Otto F. Kernberg, M.D.

Otto F. Kernberg, M.D.

The Psychoanalytic Situation, published thirty-four years ago, was a path-breaking, systematic exploration of the analyst's attitude vis-à-vis the patient in the course of psychoanalytic work. It appeared in the context of what retrospectively may be described as the nineteen fifties conventional interpretation of Freud's basic recommendations regarding the principles of abstinence, the surgeon as model, and the analyst as “mirror.” Those principles of abstinence, in Stone's view, while generally agreed upon as essential to permit the transference to develop as a discrete and “uncontaminated” phenomenon, also contributed, in the way in which they tended to be carried out at the time he wrote his book, to a perceptual and emotional “vacuum” that may have had deleterious effects on the psychoanalytic process.

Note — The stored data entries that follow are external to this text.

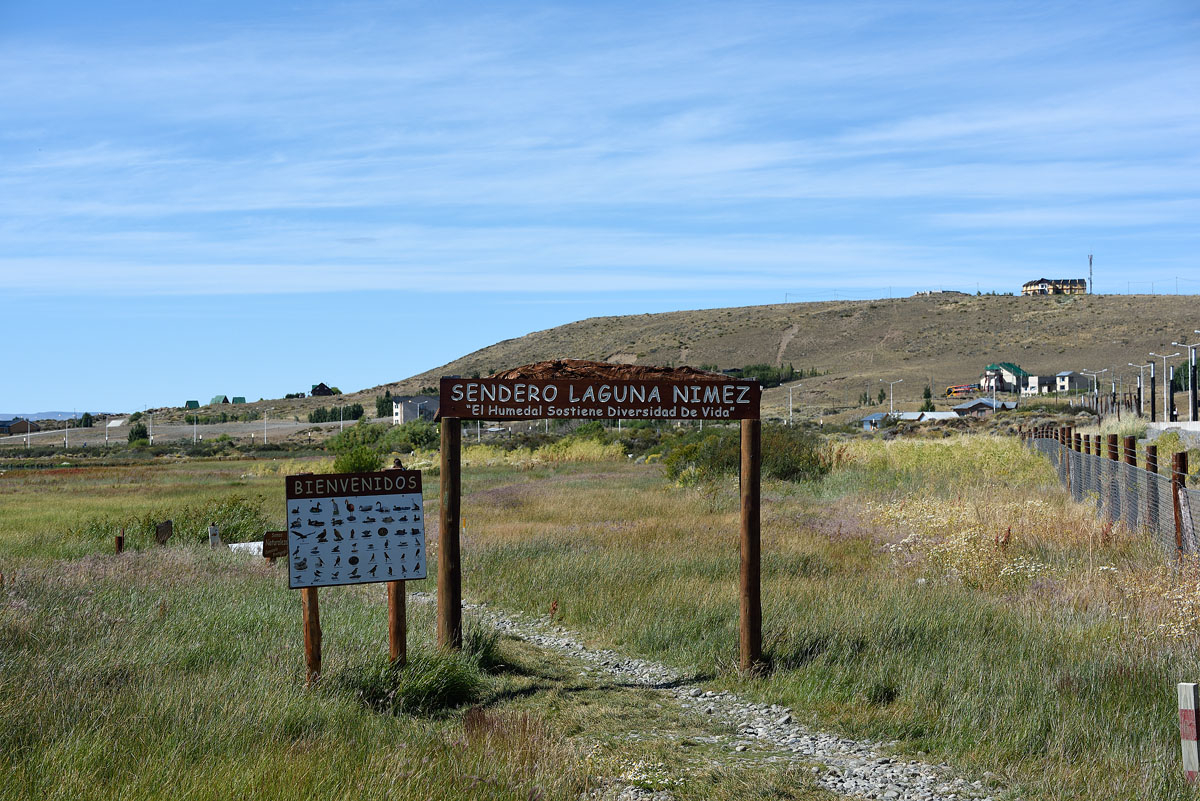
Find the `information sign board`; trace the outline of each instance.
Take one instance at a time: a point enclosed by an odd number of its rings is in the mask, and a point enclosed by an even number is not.
[[[264,559],[286,559],[288,555],[288,533],[286,531],[264,531],[262,555]]]
[[[438,415],[463,420],[757,420],[757,381],[443,378]]]
[[[425,578],[419,470],[288,476],[288,586]]]

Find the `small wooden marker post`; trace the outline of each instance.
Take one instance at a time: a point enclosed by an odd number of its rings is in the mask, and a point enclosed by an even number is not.
[[[125,529],[121,529],[121,533],[113,540],[113,551],[120,553],[125,550]]]
[[[280,556],[286,559],[288,555],[287,531],[264,531],[262,555],[271,564],[275,564],[275,560]]]
[[[1179,742],[1183,747],[1183,775],[1189,784],[1200,778],[1200,751],[1196,743],[1196,710],[1200,709],[1200,685],[1180,682],[1176,685],[1179,694]]]

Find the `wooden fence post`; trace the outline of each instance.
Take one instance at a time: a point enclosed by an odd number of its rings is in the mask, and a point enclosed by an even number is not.
[[[121,533],[116,536],[113,541],[113,551],[120,553],[125,550],[125,529],[121,529]]]
[[[1146,446],[1146,525],[1153,528],[1155,535],[1162,527],[1158,519],[1158,446]]]
[[[1120,482],[1120,454],[1117,452],[1116,434],[1108,435],[1108,460],[1112,462],[1108,466],[1108,519],[1116,523],[1121,519],[1121,482]]]
[[[1125,456],[1125,526],[1137,528],[1137,437],[1125,437],[1122,448]]]
[[[462,421],[442,418],[442,508],[438,531],[438,624],[440,648],[462,648]]]
[[[759,483],[762,468],[762,422],[742,421],[741,470],[741,609],[739,645],[743,672],[762,668],[762,594]]]
[[[403,581],[387,582],[388,655],[392,662],[408,661],[408,618]]]
[[[1187,476],[1187,451],[1180,451],[1171,457],[1171,507],[1175,512],[1175,547],[1179,550],[1179,558],[1183,558],[1183,505],[1179,501],[1179,493],[1185,486]]]
[[[316,587],[301,588],[300,607],[304,625],[304,683],[311,687],[321,677],[321,609]]]

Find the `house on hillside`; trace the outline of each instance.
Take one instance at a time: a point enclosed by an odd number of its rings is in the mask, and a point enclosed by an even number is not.
[[[884,421],[887,420],[887,418],[887,412],[875,412],[874,414],[868,414],[861,421],[863,431],[878,431],[880,426],[884,424]]]
[[[242,395],[234,395],[234,396],[233,396],[233,402],[234,402],[234,403],[245,403],[245,402],[246,402],[246,398],[245,398],[244,396],[242,396]]]
[[[993,390],[996,392],[1019,392],[1027,378],[1029,378],[1029,373],[1018,365],[1012,362],[1000,362],[999,364],[989,364],[983,368],[979,386],[983,387],[985,392]]]
[[[1013,402],[976,398],[955,406],[954,413],[959,417],[986,417],[993,412],[1004,412],[1015,408],[1017,408],[1017,404]]]
[[[1075,392],[1084,389],[1086,381],[1074,370],[1063,370],[1054,376],[1056,392]]]
[[[14,417],[12,420],[5,420],[3,423],[0,423],[0,434],[29,434],[41,430],[41,426],[37,423],[26,420],[23,417]]]
[[[208,402],[209,406],[216,406],[218,403],[229,403],[228,395],[213,395],[213,399]]]
[[[1038,278],[1021,285],[1022,295],[1086,295],[1086,278]]]
[[[418,417],[432,420],[437,413],[436,395],[406,395],[392,398],[392,425],[398,426]]]
[[[325,397],[328,395],[332,395],[333,390],[330,389],[328,386],[326,386],[324,383],[313,384],[312,389],[309,391],[308,394],[314,398]]]
[[[183,408],[185,408],[185,409],[199,409],[199,408],[200,408],[200,401],[198,401],[198,400],[184,401],[184,403],[183,403]]]
[[[1021,386],[1021,394],[1025,397],[1033,395],[1049,395],[1056,391],[1057,382],[1052,375],[1027,375],[1025,383]]]

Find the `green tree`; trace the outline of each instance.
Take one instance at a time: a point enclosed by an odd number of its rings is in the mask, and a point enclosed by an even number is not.
[[[145,423],[135,423],[129,427],[129,441],[137,442],[139,439],[149,439],[150,433],[146,431]]]
[[[879,397],[879,400],[877,401],[877,403],[883,403],[885,400],[887,400],[887,390],[884,389],[883,387],[880,387],[878,397]]]
[[[921,393],[921,397],[925,400],[931,400],[933,398],[933,389],[930,388],[928,384],[925,385],[925,391]]]
[[[79,418],[79,427],[80,428],[91,428],[92,422],[93,422],[92,421],[92,413],[84,412],[83,416]]]

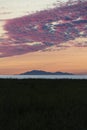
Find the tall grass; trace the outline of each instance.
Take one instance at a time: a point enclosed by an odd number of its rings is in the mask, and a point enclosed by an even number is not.
[[[0,130],[86,130],[87,80],[0,79]]]

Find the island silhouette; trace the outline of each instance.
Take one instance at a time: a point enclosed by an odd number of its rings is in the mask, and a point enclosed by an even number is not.
[[[67,72],[47,72],[43,70],[32,70],[21,73],[20,75],[74,75],[74,74]]]

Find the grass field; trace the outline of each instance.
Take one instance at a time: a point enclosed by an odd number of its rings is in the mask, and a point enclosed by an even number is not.
[[[0,130],[87,130],[87,80],[0,79]]]

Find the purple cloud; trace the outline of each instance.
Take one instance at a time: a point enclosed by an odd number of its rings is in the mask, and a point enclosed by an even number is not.
[[[67,48],[67,42],[87,37],[87,0],[7,20],[7,37],[0,40],[0,57],[25,54],[49,47]],[[73,46],[86,47],[76,43]]]

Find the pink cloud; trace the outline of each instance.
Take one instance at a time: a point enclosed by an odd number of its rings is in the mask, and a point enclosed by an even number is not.
[[[0,57],[44,50],[51,46],[67,48],[64,42],[87,37],[87,1],[66,3],[54,9],[7,20],[4,29],[8,38],[3,43],[0,41]],[[34,42],[40,44],[34,45]],[[86,43],[82,46],[86,47]]]

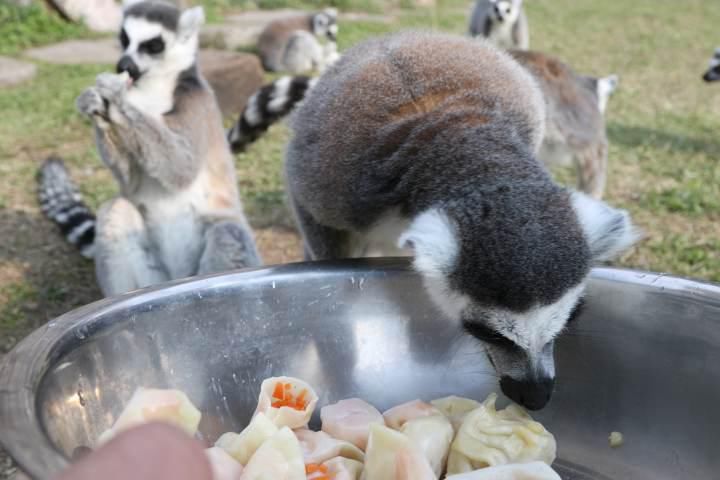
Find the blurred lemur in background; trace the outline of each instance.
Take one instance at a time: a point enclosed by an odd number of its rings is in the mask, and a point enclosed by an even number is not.
[[[710,64],[703,75],[703,80],[706,82],[717,82],[720,80],[720,47],[715,49],[712,58],[710,58]]]
[[[337,33],[334,9],[270,22],[258,39],[263,66],[270,72],[321,72],[339,58]]]
[[[530,31],[523,0],[477,0],[470,35],[485,37],[500,48],[527,50]]]
[[[118,74],[99,75],[77,99],[120,188],[97,221],[61,161],[41,169],[44,212],[95,259],[105,295],[260,264],[220,111],[196,64],[203,21],[201,7],[126,3]]]

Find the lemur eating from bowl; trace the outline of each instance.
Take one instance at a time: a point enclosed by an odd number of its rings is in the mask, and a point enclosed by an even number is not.
[[[717,82],[720,80],[720,47],[715,49],[708,69],[703,74],[703,80],[706,82]]]
[[[95,260],[106,296],[187,276],[256,266],[215,96],[197,67],[201,7],[130,1],[117,73],[77,99],[120,194],[94,214],[50,159],[41,206]]]
[[[536,80],[489,42],[396,34],[320,77],[285,165],[308,256],[413,256],[448,328],[480,340],[529,409],[550,399],[591,267],[637,238],[627,212],[553,182],[545,121]]]

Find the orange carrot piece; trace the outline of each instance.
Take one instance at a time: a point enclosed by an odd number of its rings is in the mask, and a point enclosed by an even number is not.
[[[277,398],[279,400],[285,399],[285,390],[283,390],[282,382],[278,382],[275,384],[275,390],[273,390],[273,398]]]
[[[310,475],[311,473],[318,472],[320,471],[320,467],[322,467],[322,465],[320,465],[319,463],[308,463],[307,465],[305,465],[305,473],[307,475]]]

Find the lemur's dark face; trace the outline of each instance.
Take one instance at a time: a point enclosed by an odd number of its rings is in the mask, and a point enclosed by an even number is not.
[[[337,41],[338,24],[336,14],[326,10],[313,17],[313,33],[318,37],[327,37],[331,42]]]
[[[708,70],[703,75],[703,80],[705,80],[706,82],[720,81],[720,48],[715,50],[715,53],[710,59],[710,65],[708,66]]]
[[[511,0],[494,0],[492,15],[495,21],[503,22],[514,22],[520,15],[520,3]]]
[[[172,77],[195,63],[201,8],[182,13],[172,5],[137,2],[125,10],[119,41],[122,56],[117,72],[134,83],[147,77]]]

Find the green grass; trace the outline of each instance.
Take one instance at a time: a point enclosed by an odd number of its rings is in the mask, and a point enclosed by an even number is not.
[[[94,36],[81,24],[64,21],[40,2],[19,7],[0,0],[0,55],[68,38]]]
[[[217,19],[239,5],[319,6],[295,0],[202,3],[215,9]],[[388,13],[386,18],[342,22],[340,47],[406,28],[462,34],[468,4],[439,0],[436,8],[408,9],[402,1],[334,2],[341,9],[373,13],[384,6]],[[0,21],[0,49],[5,49],[0,53],[88,34],[82,27],[58,25],[38,8],[19,25]],[[527,8],[533,48],[553,53],[585,74],[621,76],[607,114],[606,199],[630,210],[645,238],[620,263],[720,281],[720,85],[700,82],[720,9],[704,0],[686,0],[680,9],[677,0],[537,0],[527,2]],[[8,11],[0,6],[0,15]],[[30,33],[18,33],[26,30]],[[0,336],[18,336],[43,318],[98,297],[92,263],[75,254],[42,219],[34,175],[46,155],[58,152],[93,207],[115,195],[90,126],[74,107],[75,97],[106,68],[40,64],[33,82],[0,90]],[[287,127],[277,125],[237,157],[243,200],[256,227],[292,226],[282,181],[287,138]],[[557,177],[574,181],[567,170]],[[37,309],[28,308],[36,304]]]

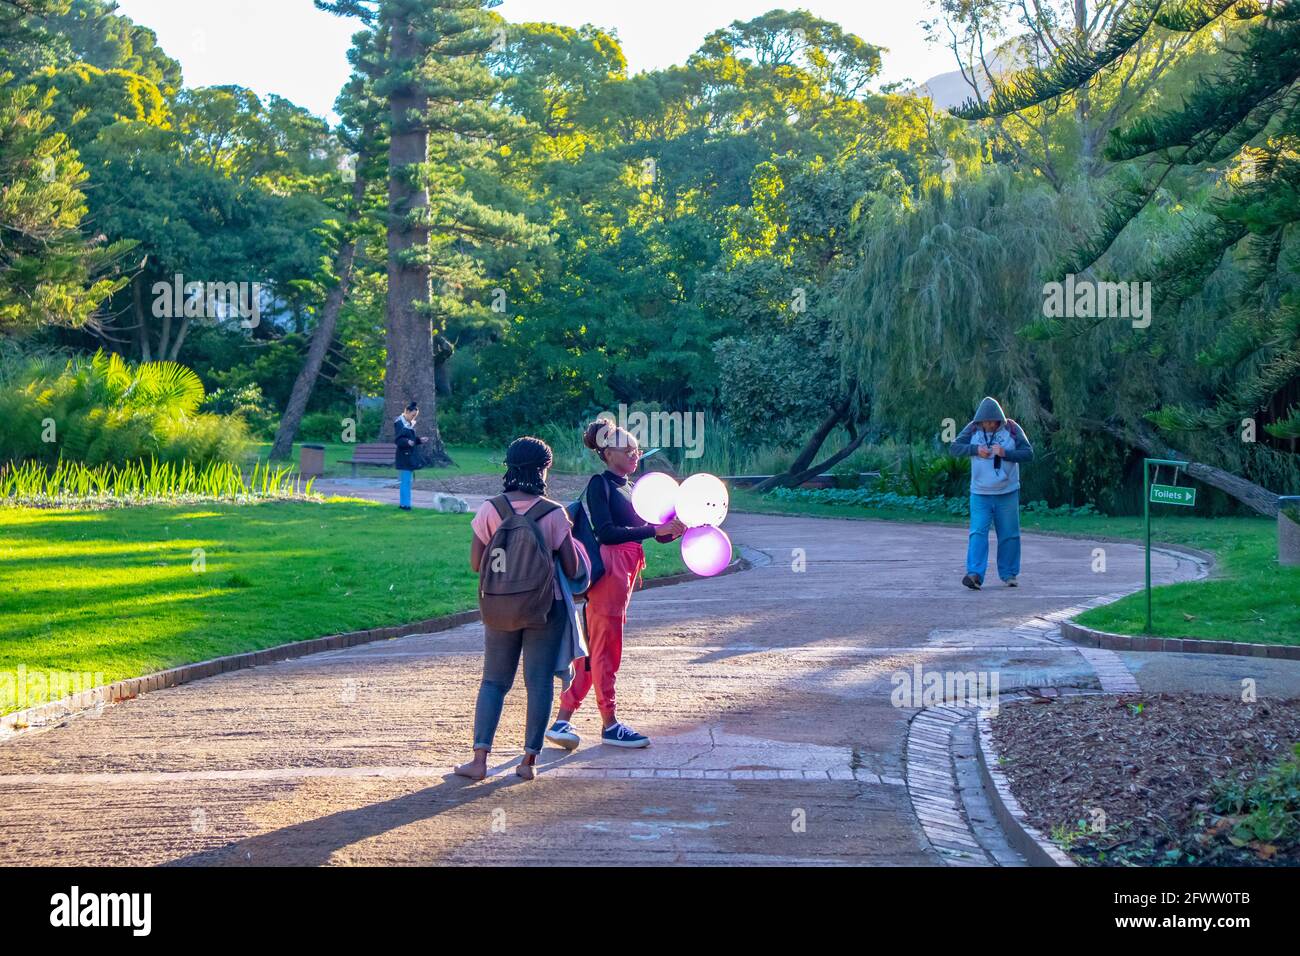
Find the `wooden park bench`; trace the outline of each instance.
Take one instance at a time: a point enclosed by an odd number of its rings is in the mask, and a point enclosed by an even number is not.
[[[392,468],[397,463],[397,446],[392,442],[375,442],[357,445],[352,449],[352,457],[341,465],[352,466],[352,477],[357,476],[357,465],[370,465],[374,468]]]

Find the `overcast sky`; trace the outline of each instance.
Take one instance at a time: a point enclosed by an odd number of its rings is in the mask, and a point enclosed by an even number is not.
[[[118,0],[120,12],[158,34],[188,86],[237,83],[277,93],[312,112],[331,112],[348,77],[356,21],[321,13],[311,0]],[[507,20],[567,26],[593,23],[618,33],[633,73],[682,63],[705,35],[781,0],[505,0]],[[798,0],[869,43],[889,49],[882,82],[923,82],[954,68],[952,55],[925,42],[925,0]]]

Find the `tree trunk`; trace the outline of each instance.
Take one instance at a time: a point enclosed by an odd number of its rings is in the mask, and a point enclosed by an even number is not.
[[[182,318],[181,327],[176,332],[176,341],[172,342],[171,352],[167,356],[171,361],[176,362],[180,360],[181,346],[185,344],[185,336],[189,334],[189,331],[190,320],[188,318]]]
[[[394,16],[389,37],[393,62],[418,72],[427,50],[408,17]],[[405,83],[389,94],[388,105],[392,135],[388,145],[388,359],[383,437],[385,441],[393,437],[393,420],[407,402],[418,402],[416,434],[429,439],[429,462],[450,465],[451,457],[438,434],[433,323],[429,313],[420,308],[430,299],[429,267],[423,261],[429,230],[422,221],[429,195],[420,178],[429,150],[429,134],[423,126],[428,97],[418,83]]]
[[[866,432],[863,432],[861,435],[854,434],[851,423],[848,422],[849,410],[851,407],[852,398],[850,393],[850,396],[844,398],[843,401],[831,409],[830,414],[828,414],[826,418],[822,420],[822,423],[817,426],[817,430],[813,432],[812,437],[808,439],[808,443],[803,446],[803,450],[800,451],[795,460],[790,463],[790,467],[782,474],[773,475],[766,481],[760,481],[754,486],[754,490],[757,492],[764,492],[770,491],[773,488],[792,488],[796,485],[801,485],[809,478],[821,474],[823,469],[833,468],[845,458],[849,457],[849,455],[853,454],[866,438]],[[840,449],[839,452],[832,455],[830,458],[809,467],[809,463],[817,456],[817,452],[821,450],[822,445],[825,444],[830,433],[841,423],[845,423],[849,427],[849,434],[852,440],[848,445]]]
[[[144,272],[131,281],[131,298],[135,301],[135,335],[136,342],[140,346],[140,361],[152,362],[153,353],[149,349],[149,320],[144,314],[144,302],[140,294],[140,286],[144,284]]]
[[[1079,37],[1085,42],[1091,39],[1088,36],[1087,0],[1074,0],[1074,28],[1078,31]],[[1083,169],[1089,178],[1096,174],[1096,141],[1093,137],[1093,131],[1088,126],[1092,112],[1090,93],[1089,84],[1085,83],[1077,91],[1075,106],[1075,120],[1079,124],[1079,168]]]
[[[445,335],[433,337],[433,374],[438,387],[438,397],[451,396],[451,359],[456,354],[456,346]]]
[[[369,137],[365,137],[364,141],[369,141]],[[311,400],[312,390],[316,387],[316,379],[320,377],[325,355],[334,342],[334,330],[338,327],[339,313],[343,311],[343,303],[347,300],[348,290],[352,287],[352,271],[357,260],[356,239],[349,237],[352,229],[361,219],[365,196],[366,184],[358,176],[352,184],[352,206],[348,209],[345,239],[334,257],[334,274],[338,276],[339,281],[325,297],[325,307],[321,310],[316,328],[312,331],[307,357],[303,360],[302,369],[293,383],[289,404],[285,406],[284,414],[280,416],[280,427],[276,429],[275,443],[271,446],[272,458],[284,459],[293,453],[293,439],[298,434],[298,426],[302,424],[302,416],[307,411],[307,403]]]
[[[1171,461],[1181,461],[1187,457],[1147,432],[1127,430],[1109,422],[1087,419],[1081,420],[1080,424],[1113,435],[1125,444],[1144,452],[1150,458],[1168,458]],[[1247,481],[1230,471],[1224,471],[1222,468],[1216,468],[1214,465],[1207,465],[1199,461],[1189,461],[1185,471],[1189,477],[1195,478],[1197,481],[1203,481],[1212,488],[1218,488],[1220,491],[1236,498],[1247,508],[1264,515],[1266,518],[1277,517],[1278,496],[1262,485],[1257,485],[1253,481]]]

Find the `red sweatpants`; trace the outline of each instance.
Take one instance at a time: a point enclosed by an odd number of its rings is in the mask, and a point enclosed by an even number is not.
[[[587,651],[590,655],[574,662],[573,683],[560,697],[565,710],[577,710],[591,685],[596,685],[596,706],[606,720],[614,717],[614,677],[623,659],[623,625],[632,589],[645,567],[645,551],[639,541],[602,544],[600,557],[605,573],[587,592]],[[587,665],[590,664],[590,670]]]

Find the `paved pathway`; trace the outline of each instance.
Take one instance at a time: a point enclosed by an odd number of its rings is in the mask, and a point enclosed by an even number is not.
[[[582,747],[548,749],[538,780],[519,781],[521,680],[494,775],[451,776],[478,681],[481,631],[466,626],[234,672],[0,745],[0,865],[940,863],[905,782],[917,709],[894,706],[893,675],[1142,680],[1142,655],[1093,660],[1044,619],[1134,587],[1134,546],[1026,536],[1022,587],[972,593],[960,528],[727,527],[760,566],[633,601],[619,699],[646,750],[592,743],[584,710]],[[1197,573],[1170,554],[1153,570]],[[1224,692],[1236,670],[1287,663],[1178,657]]]

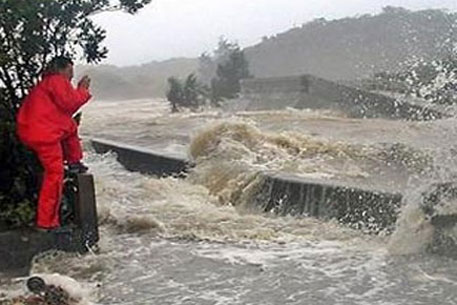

This vacuum, Dr. Stone proposed, was brought about by the combination of several factors: the analyst's nonvisibility during the hours, the relative confinement of his responses to interpretation, clarification, or other “neutral” maneuvers, the stereotype of schedule and fees, the relative lack of even conventional emotional responses to the patient's personality and career. There were also the lack of intervention in the patient's everyday life, the general “blanketing” of the analyst's personality, actively and passively, except as it appeared inevitably or inadvertently. On the part of the patient, there was the formally childlike role of the analysand derived from the abrogation of any “right” to suppress verbalization, the generally extreme one-sidedness of communication, the supine position of the patient, the lack of gratification in terms of ordinary exchange of feeling, or experience of demonstrable affective influence on another person.